ABSTRACT

An example will show the value of these considerations. From the earliest records of history until the late Renaissance in Europe the domestic fool-or court jester, as (s)he is also known-was a standard figure. It is recorded that the Fifth Dynasty Pharaoh Dadkeri-Assi kept a court fool, and that ancient Chinese emperors kept them, as did Haroun-al-Rashid and Tamburlaine; in Imperial Rome there was a fool market, akin to the slave market (Towson, 1976:21ff.). They were well known throughout medieval Europe, and continued in existence until later than is often realised: Pepys noted in his diary (1919:353) that Charles II instated a court fool in 1668 and the last recorded domestic fool in Britain was at Hilton Castle in County Durham in 1746 (Doran, 1858:218). Edward IV had a court fool called Scogan, whose exploits are well known from a written record of them-although how accurate the record is has been called in doubt, since the same jests are also attributed to other fools. On one occasion Scogan so annoyed Edward with one of his pranks that he was banished and forbidden upon pain of death ever to set foot on English soil again. He duly set out for France, but was soon back in England and at court. When charged with disobeying the king’s express prohibition he took off his shoes-they were full of French soil!
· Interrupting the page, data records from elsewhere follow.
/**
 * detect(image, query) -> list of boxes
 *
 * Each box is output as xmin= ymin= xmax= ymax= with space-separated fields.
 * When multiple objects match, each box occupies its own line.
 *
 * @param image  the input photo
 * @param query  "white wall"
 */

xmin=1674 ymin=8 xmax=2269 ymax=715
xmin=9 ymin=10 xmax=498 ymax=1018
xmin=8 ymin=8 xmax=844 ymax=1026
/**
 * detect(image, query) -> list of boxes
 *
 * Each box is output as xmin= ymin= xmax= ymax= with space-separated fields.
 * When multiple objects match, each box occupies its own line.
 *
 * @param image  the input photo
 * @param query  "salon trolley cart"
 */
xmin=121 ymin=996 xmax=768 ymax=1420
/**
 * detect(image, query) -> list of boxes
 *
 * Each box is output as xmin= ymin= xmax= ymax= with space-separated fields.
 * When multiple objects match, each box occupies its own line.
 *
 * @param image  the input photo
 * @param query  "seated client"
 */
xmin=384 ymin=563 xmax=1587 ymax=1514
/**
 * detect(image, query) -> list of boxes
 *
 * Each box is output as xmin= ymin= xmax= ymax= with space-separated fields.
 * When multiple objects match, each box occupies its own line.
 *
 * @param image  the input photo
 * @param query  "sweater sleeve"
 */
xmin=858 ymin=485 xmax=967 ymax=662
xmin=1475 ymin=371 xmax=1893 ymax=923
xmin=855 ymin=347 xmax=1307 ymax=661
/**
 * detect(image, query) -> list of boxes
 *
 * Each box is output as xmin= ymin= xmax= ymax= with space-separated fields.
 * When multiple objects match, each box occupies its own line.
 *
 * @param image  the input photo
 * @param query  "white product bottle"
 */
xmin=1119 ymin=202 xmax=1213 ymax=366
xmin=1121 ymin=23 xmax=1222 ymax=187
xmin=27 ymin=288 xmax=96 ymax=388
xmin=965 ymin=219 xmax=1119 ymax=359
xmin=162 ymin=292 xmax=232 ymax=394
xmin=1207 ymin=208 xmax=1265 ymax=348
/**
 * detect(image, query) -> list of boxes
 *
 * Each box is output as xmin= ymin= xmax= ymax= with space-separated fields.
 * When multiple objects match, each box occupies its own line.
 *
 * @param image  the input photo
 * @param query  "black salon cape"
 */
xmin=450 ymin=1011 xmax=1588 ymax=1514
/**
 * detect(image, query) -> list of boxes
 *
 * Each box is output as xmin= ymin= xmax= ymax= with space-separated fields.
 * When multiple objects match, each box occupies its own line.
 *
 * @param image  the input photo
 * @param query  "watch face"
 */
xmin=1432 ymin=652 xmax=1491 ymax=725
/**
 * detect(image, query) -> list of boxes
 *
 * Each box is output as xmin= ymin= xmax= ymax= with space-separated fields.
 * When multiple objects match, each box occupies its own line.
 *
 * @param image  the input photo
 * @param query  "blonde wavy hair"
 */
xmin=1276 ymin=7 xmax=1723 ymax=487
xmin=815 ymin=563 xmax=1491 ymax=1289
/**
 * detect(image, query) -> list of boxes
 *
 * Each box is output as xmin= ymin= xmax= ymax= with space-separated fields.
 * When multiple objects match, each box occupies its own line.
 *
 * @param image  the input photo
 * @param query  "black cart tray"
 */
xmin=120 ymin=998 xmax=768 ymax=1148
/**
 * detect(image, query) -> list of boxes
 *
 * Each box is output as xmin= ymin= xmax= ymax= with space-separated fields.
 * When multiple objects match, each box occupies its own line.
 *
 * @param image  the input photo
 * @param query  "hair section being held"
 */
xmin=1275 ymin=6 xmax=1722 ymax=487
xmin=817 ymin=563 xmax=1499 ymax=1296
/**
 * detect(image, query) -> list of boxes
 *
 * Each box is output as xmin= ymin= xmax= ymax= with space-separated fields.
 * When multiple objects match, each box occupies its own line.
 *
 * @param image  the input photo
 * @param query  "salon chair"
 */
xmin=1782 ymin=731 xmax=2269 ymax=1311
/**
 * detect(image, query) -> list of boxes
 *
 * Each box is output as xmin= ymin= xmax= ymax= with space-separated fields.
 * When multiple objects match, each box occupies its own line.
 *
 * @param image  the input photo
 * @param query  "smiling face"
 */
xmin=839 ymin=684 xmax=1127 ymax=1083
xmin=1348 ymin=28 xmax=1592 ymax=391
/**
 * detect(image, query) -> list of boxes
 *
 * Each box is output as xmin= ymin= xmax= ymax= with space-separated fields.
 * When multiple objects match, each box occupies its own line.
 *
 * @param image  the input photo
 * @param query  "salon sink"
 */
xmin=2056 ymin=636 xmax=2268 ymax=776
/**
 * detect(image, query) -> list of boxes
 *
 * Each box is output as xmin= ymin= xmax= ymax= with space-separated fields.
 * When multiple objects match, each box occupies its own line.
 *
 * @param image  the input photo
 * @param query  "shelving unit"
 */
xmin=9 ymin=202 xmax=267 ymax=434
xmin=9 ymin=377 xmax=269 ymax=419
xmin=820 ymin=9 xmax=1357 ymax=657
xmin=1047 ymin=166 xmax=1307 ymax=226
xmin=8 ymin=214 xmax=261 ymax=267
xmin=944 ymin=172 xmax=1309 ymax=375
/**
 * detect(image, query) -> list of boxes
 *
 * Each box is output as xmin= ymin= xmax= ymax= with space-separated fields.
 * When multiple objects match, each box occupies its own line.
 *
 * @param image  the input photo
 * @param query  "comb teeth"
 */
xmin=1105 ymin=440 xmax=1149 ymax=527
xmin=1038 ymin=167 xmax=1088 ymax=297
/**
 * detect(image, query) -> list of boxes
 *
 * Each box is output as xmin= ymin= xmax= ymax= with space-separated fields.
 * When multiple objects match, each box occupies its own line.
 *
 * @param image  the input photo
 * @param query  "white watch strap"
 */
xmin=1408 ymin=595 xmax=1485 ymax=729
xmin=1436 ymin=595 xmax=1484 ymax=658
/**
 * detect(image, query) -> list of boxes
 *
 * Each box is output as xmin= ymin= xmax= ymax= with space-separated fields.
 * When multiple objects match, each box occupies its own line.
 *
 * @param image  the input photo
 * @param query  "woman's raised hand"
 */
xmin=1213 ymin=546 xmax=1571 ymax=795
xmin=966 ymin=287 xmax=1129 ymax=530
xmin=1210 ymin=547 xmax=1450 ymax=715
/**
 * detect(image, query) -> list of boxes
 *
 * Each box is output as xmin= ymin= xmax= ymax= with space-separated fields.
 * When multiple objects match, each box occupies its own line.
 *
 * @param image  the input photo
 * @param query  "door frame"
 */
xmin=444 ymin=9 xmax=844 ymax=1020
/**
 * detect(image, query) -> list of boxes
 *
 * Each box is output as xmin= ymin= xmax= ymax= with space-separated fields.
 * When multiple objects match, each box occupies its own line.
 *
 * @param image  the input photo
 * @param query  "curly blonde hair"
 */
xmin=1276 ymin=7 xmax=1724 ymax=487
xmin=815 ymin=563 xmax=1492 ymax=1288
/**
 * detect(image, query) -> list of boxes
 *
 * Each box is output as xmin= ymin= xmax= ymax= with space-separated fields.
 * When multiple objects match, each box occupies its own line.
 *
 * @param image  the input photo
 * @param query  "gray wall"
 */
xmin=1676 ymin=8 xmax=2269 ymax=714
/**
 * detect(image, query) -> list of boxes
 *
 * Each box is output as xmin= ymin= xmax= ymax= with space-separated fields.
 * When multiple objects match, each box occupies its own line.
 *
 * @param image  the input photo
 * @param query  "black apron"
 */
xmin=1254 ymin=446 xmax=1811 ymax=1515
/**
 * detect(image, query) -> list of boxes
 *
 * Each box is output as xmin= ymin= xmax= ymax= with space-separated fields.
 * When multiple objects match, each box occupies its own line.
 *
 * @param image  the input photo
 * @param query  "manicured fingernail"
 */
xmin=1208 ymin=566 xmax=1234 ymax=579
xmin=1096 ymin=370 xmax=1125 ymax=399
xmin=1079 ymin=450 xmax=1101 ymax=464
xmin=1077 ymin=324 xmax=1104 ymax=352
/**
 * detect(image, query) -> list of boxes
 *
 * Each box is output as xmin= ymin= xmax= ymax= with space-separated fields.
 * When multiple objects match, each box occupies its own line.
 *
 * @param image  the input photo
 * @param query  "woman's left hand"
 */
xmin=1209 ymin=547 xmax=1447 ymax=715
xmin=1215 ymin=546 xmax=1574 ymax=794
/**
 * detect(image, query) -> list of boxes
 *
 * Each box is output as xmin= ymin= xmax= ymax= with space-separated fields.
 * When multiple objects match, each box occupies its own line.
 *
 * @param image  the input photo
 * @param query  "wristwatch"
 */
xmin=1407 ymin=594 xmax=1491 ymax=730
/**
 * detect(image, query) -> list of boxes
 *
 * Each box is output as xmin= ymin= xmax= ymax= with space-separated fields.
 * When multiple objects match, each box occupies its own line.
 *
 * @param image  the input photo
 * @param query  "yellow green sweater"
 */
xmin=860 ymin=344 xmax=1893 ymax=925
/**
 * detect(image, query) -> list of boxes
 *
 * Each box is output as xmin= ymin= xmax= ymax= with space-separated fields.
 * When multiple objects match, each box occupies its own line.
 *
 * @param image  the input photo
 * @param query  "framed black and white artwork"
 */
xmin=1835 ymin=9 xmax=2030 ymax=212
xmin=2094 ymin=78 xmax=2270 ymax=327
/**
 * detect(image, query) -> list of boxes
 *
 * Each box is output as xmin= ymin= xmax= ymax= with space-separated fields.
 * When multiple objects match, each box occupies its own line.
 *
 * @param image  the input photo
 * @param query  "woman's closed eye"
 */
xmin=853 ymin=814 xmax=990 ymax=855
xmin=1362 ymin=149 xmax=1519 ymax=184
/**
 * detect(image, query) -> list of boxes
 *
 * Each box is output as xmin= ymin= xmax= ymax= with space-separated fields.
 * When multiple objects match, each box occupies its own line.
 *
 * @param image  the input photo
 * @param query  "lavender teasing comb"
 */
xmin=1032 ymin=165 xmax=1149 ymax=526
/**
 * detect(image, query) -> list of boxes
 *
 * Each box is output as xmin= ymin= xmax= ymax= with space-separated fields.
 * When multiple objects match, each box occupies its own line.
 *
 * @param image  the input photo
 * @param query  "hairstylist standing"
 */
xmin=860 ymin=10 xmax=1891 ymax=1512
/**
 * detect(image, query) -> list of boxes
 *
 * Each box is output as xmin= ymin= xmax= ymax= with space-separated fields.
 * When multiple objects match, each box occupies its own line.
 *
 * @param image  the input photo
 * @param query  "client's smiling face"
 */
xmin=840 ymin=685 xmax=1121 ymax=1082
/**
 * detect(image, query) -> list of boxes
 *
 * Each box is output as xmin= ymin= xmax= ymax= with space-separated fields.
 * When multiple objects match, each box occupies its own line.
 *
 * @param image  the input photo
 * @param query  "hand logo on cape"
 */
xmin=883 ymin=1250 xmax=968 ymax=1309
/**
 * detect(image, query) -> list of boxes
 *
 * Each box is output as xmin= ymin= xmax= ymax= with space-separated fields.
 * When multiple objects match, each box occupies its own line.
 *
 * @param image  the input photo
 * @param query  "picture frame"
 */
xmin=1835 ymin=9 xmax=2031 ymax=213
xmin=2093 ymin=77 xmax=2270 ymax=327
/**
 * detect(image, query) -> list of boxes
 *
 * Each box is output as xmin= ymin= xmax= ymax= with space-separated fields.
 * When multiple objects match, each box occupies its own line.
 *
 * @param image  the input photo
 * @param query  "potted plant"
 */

He was pardoned and reinstated, presumably amidst great mirth. One of the French kings kept a fool called Marot; one day when they were walking together, the king told Marot to walk on his left, as he could not abide having a fool on his right; ‘Is that so?’ replied Marot, moving across to the king’s left. ‘I can bear it very well’ (Towson, 1976:21ff.). These stories-and many like them-are apocryphal, of course, since records of such things are notoriously unreliable, and are especially to be mistrusted when the only source for them dates from a time when traditional humorous institutions such as the fool were under attack: for such stories

romanticise the role of the fool. However, unless all the stories are untrue it seems very likely that court fools enjoyed a degree of licence in their public discourse with their masters and other social superiors which was significantly different from the servility with which the latter were commonly surrounded, and certainly far in excess of what would have been allowed any but the king’s closest familiars in private. In other words, such actions are an example precisely of an occasion defined as suitable for comedy on the basis of the identity of one of the participants: because the witty riposte comes from the fool, it is defined as funny and not as offensive.1 No doubt this appears an extreme example, in this sense: if the identity of the fool did not define the incident as funny, there can be no doubt that it would be something very different, in the circumstances in question-for anybody else to publicly behave towards an absolute monarch in this way could have been lèse-majesté, a crime punishable with great severity. By contrast, a joke told by a comedian on television today would still be recognised as a joke if told by somebody else in a bar, or any of the many other occasions which are recognised, in our culture, as appropriate. However, it is only in relation to the norms of our culture that it seems an extreme example, for we shall see that the range of behaviour permitted to comic performers in other societies is considerably greater than that which they are allowed in our own, and the occasions on which they are allowed to do it include many which we would find utterly unsuitable (it should be stressed that this statement implies no value judgment for or against either culture: assuming reports are accurate, the divergence is a fact).